Date of Award

8-7-2018

Degree Type

Dissertation

Degree Name

Doctor of Philosophy (PhD)

Department

English

First Advisor

Chris Kocela

Second Advisor

Audrey Goodman

Third Advisor

Matthew Roudané

Abstract

Scholars of the postmodern war narrative have examined the connections between past war representations, which rely heavily on myths of the “ideal soldier,” and their effects on the following generation’s perception of war. It is clear that these depictions inadequately prepare a new soldier due to the fact that each war fought since World War I has differed significantly. My dissertation examines the link between past war representations and soldier expectations, and expands on this phenomenon. I argue that because soldiers are ill prepared, they must quickly create methods to cope with their actual reality, which as I show are also effects of past media.

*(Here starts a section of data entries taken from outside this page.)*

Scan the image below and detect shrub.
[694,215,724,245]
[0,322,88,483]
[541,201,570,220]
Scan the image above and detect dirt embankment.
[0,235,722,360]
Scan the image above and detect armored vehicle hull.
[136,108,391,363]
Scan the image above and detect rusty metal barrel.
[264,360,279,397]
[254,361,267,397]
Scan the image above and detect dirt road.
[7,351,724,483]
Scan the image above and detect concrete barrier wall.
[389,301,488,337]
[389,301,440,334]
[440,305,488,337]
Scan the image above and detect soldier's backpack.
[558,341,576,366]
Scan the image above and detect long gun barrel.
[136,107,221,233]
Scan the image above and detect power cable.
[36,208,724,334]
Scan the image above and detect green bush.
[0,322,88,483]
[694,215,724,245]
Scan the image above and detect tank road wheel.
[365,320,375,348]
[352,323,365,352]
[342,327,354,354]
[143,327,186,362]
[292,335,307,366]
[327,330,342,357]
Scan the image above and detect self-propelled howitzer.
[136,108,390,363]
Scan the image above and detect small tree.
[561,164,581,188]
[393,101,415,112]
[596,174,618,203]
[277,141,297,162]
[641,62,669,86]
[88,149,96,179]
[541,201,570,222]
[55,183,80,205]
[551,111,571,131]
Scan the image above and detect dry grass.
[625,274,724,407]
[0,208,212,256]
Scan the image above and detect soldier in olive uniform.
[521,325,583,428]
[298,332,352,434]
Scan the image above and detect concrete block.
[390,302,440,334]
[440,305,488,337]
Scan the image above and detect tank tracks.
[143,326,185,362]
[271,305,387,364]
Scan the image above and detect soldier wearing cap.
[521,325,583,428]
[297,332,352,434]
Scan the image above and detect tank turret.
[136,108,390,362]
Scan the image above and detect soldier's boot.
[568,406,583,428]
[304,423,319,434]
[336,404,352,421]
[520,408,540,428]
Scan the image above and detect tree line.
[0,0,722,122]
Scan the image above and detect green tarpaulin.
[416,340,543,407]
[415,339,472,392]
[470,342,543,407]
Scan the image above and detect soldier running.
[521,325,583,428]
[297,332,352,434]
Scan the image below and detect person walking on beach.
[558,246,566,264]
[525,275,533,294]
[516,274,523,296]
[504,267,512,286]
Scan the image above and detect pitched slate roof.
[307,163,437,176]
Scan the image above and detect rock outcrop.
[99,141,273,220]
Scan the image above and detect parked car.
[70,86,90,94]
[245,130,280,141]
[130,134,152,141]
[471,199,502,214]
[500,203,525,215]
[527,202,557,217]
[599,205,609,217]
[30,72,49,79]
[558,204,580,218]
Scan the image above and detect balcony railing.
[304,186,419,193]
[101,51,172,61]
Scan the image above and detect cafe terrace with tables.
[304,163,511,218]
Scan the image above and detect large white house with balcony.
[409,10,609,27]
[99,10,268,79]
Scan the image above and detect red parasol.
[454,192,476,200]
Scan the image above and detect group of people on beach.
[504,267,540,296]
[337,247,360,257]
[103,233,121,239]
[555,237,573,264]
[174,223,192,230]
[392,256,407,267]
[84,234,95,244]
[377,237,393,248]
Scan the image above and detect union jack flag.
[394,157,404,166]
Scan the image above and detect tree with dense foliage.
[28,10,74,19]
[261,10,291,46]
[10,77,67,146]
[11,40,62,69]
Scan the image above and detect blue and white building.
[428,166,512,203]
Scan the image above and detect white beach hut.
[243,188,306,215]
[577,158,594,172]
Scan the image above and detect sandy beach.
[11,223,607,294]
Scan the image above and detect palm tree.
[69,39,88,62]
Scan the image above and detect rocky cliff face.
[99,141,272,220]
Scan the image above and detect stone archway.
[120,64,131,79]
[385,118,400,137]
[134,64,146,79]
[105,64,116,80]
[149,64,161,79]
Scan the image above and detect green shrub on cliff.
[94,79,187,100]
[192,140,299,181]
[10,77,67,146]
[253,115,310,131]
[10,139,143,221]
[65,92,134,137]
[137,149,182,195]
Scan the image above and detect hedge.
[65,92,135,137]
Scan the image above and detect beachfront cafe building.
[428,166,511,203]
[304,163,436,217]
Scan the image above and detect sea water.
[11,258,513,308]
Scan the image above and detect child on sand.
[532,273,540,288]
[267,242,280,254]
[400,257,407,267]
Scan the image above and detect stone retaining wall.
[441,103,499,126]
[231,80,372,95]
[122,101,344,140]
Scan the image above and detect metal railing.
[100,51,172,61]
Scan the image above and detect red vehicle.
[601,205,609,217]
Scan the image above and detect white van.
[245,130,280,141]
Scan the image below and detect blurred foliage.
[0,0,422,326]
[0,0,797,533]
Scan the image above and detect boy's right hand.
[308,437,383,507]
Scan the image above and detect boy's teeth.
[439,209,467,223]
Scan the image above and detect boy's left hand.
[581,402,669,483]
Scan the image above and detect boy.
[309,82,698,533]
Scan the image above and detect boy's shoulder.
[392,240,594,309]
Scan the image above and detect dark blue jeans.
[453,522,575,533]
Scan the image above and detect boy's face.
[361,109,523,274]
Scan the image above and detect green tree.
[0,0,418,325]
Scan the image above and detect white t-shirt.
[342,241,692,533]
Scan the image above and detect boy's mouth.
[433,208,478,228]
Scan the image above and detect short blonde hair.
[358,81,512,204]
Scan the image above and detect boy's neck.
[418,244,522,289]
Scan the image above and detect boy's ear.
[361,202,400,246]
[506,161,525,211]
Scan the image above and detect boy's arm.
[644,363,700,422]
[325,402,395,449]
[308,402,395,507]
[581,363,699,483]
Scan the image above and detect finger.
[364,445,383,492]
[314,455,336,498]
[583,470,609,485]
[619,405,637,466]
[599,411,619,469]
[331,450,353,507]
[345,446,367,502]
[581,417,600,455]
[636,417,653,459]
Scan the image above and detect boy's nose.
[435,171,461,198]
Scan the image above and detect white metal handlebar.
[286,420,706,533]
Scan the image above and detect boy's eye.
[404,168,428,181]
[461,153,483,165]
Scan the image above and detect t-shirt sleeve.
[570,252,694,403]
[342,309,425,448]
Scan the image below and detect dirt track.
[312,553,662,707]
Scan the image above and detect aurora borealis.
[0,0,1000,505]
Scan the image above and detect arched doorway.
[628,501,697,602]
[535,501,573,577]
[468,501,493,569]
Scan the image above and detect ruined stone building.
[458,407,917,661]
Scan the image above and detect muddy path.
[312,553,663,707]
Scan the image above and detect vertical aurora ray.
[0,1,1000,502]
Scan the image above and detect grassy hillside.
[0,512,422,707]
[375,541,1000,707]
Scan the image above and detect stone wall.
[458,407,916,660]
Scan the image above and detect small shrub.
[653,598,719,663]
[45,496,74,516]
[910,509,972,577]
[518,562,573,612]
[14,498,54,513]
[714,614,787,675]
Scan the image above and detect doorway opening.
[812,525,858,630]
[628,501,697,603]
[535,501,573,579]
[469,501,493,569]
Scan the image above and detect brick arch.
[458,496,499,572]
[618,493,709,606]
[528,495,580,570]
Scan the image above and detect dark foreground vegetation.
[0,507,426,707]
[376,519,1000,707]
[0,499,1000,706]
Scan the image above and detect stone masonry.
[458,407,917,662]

Each war’s literature has presented its own unique method that characters use to create spaces of agency. Their control over the situation is temporary, and they do not truly gain complete agency, because the characters create coping strategies as a reaction to those same representations that prepared them for the wrong war. Examining novels by Joseph Heller, Kurt Vonnegut, Tim O’Brien, Denis Johnson, David Abrams, and Ben Fountain, I trace the media’s influence and consequences through World War II, Vietnam, and the second Iraq War and will map how the novels from each war period share similarities. It is not only these common coping mechanisms the protagonists share, but also at the end of each novels the men never truly gain control over their experiences, due to the fact that the previous representations and perpetuated myths still influence and control their behaviors.